The somewhat less common but much more accurate metaphor is that while we’re all in more or less the same storm, our boats are very, very different. If you’ve been riding out the maelstrom in a superyacht, your experience is nothing like that of folks crammed together in dinghies, battered on all sides by health threats, economic insecurity, childcare tribulations, fear, loss, and grief. If this year hasn’t been too bad for you, it’s because you’ve been lucky enough to travel in a vessel that has protected you. Most people have not been so lucky.

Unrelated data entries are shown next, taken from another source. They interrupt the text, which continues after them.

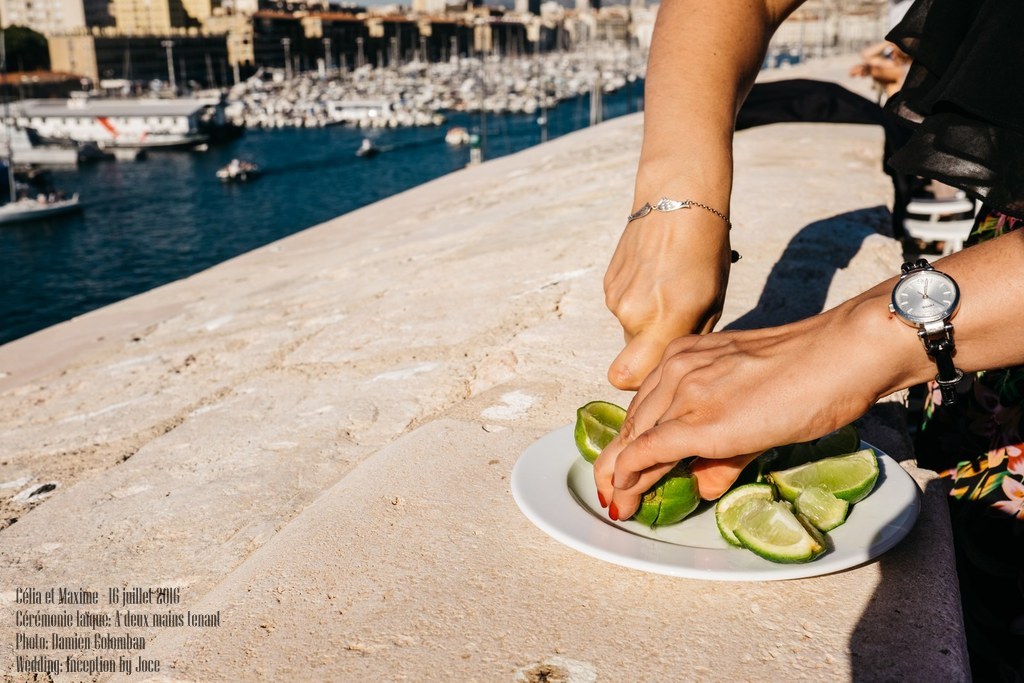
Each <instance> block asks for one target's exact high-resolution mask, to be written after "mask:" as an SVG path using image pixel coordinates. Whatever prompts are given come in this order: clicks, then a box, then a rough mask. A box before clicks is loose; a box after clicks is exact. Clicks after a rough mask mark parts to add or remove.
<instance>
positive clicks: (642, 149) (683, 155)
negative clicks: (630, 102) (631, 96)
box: [634, 0, 800, 211]
mask: <svg viewBox="0 0 1024 683" xmlns="http://www.w3.org/2000/svg"><path fill="white" fill-rule="evenodd" d="M799 4H800V0H666V1H665V2H663V3H662V6H660V9H659V10H658V16H657V23H656V25H655V29H654V37H653V41H652V44H651V50H650V55H649V58H648V62H647V81H646V96H645V103H644V138H643V147H642V150H641V156H640V166H639V169H638V172H637V182H636V198H635V200H634V203H635V204H636V206H634V209H635V208H637V206H639V205H641V204H643V203H644V202H654V201H655V200H657V199H658V198H659V197H662V196H663V195H665V196H668V197H672V198H675V199H693V200H697V201H700V202H706V203H710V204H713V205H714V206H717V207H719V208H720V210H722V211H727V210H728V201H729V195H730V193H731V187H732V135H733V126H734V122H735V117H736V113H737V111H738V109H739V105H740V104H741V102H742V100H743V98H744V97H745V96H746V93H748V91H749V90H750V87H751V85H752V84H753V82H754V79H755V77H756V76H757V73H758V70H759V69H760V67H761V63H762V60H763V59H764V53H765V50H766V49H767V44H768V40H769V38H770V37H771V33H772V32H773V31H774V29H775V28H776V26H777V25H778V23H780V22H781V20H782V18H784V17H785V15H786V14H788V13H790V12H791V11H792V10H793V8H795V7H796V6H798V5H799ZM681 194H685V195H686V197H683V196H682V195H681Z"/></svg>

Jeremy and I are among the lucky ones, and I’m grateful for that every day. I imagine us to be on a small but sturdy sailboat, buffeted by the waves but fairly safe and comfortable nonetheless. The quarters are slightly cramped, but the hull is sound. And through the course of the year we’ve learned to navigate some of the trickier currents of this violent sea, so the bumps and crashes of the early months—when no one really knew how the virus was transmitted or how to treat it, and I was scared basically all of the time—have mostly been avoided in these more recent ones. At the start of the pandemic, I felt like were taking our life in our hands every time we so much as stepped out the front door. I was so anxious I made myself physically sick. And though, in many ways, the Situation is even worse now than it was then, we’ve become accustomed to our locked-down life, and instead of careening wildly to escape potential threats, we can now steer around concrete dangers we understand.
My fear is still there, but has constantly shifted shape over the year, expanding and contracting, fixating on this possibility one minute and that one the next. It encompassed everything at the start, then shrank a bit as we settled into quarantine, then ballooned as the virus raged unchecked across the States, then receded somewhat during that precious summer lull, the deceptively calm eye of the storm, when Brighton had only one or two coronavirus cases a week and, for a while, life almost seemed “normal” again. That’s a distant memory now. Last week there were over a thousand new cases in Brighton; the eye of the storm has passed and we’re back in the thick of it. Not only that: since the UK cast itself adrift from the EU on December 31st, we’re more alone now than ever before.
But the fear has mostly settled down into a low background hum, a kind of emotional tinnitus that I can often ignore, at least during the day (though it sometimes shrieks back into my awareness at night). It’s the deep murmur of the engine that has powered (or dragged) me through this long, weird, boring, frightening, infuriating, horrible year—but a year with moments of beauty and joy nonetheless. I’m tempted to look back on 2020 as a kind of “lost year”, but it’s not really true. So very much has been lost, and so many people have been lost, but all is not lost. Some of the worst of humanity was on display this year, like every year, but some of the best as well, maybe even more so in this year than others. And we have a vaccine now, so we have hope. Though it sometimes seems impossible to believe, the skies will clear again. We just have to keep paddling away until they do.